Secondly, I explained that I solved runtime issues relating to object:remove() by using display.remove(object).

In summary, the fact that “widget.lua” is outside of my ability to modify the code (without using Enterprise) is what’s at issue here, which as I stated, is indicative of a larger issue of runtime errors unnecessarily causing a CRASH or ANRs.

The fact that Corona discourages use of their runtime supression feature, because it disables reporting to Google, makes the matter more of something the Corona Team should address.
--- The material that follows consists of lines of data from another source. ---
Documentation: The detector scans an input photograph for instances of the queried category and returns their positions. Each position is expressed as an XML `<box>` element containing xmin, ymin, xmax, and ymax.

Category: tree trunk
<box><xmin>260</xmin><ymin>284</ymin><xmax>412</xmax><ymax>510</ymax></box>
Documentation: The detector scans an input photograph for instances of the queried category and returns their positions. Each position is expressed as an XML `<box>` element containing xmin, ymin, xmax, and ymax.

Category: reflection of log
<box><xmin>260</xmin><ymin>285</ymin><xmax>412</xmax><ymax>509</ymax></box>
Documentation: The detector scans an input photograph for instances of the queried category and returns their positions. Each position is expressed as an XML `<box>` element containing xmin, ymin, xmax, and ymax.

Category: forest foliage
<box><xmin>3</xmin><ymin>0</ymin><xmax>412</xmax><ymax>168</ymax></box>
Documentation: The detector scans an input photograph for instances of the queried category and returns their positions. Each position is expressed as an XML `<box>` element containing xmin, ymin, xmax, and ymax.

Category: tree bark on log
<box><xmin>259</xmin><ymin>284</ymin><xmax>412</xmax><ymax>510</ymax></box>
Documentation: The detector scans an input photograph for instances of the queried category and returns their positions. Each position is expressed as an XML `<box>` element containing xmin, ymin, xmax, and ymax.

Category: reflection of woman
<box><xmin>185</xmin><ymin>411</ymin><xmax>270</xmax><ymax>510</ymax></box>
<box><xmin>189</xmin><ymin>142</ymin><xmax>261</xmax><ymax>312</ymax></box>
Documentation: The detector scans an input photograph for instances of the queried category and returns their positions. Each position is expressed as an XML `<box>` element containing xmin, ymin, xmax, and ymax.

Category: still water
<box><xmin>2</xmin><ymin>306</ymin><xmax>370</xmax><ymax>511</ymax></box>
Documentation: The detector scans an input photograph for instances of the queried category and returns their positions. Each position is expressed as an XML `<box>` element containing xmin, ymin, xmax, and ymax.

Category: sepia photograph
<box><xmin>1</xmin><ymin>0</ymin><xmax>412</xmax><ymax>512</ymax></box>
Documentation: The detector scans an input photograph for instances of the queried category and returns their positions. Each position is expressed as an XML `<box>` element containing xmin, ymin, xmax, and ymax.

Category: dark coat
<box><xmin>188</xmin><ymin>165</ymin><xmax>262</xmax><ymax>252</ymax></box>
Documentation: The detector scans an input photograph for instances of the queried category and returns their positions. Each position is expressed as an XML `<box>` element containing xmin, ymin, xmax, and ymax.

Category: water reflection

And my point was, while they are at it, they can fix a few other issues that cause runtime errors, too - because as is evident in widget.lua, Corona’s own plugins are suseptible to rare, almost impossible to duplicate, bugs too.

Of course, I could start using Enterprise and fix the bug myself in widget.lua (for my game only), but that will cause me more work everytime I want to create a build. I’m willing to be patient, hoping that the Corona Team will fix it themselves.

Overall, the point is, the plugins are not perfect, either. Bugs that occur extremely rarely, in complex plugins with 0.5% ANR rate and which are very difficult or impossible to duplicate, are indicative of the larger problem I’ve tried to bring to everyone’s attention.

Why not look at plugging a limited number of runtime errors on device builds? Or make the engine a bit smarter when the coder’s intent is never unclear?

In my case, the author of widget.lua obviously never intended to use object:remove() if the object was already removed. But they did, instead of using display.remove(object). Making the engine smarter on device builds, IMHO, is the best resolution and it will likely be a strategy that can stand in the gap for less experienced coders, too.

And this would likely apply to the ‘controller’ module in Corona, too, where my latest runtime ANRs are occuring.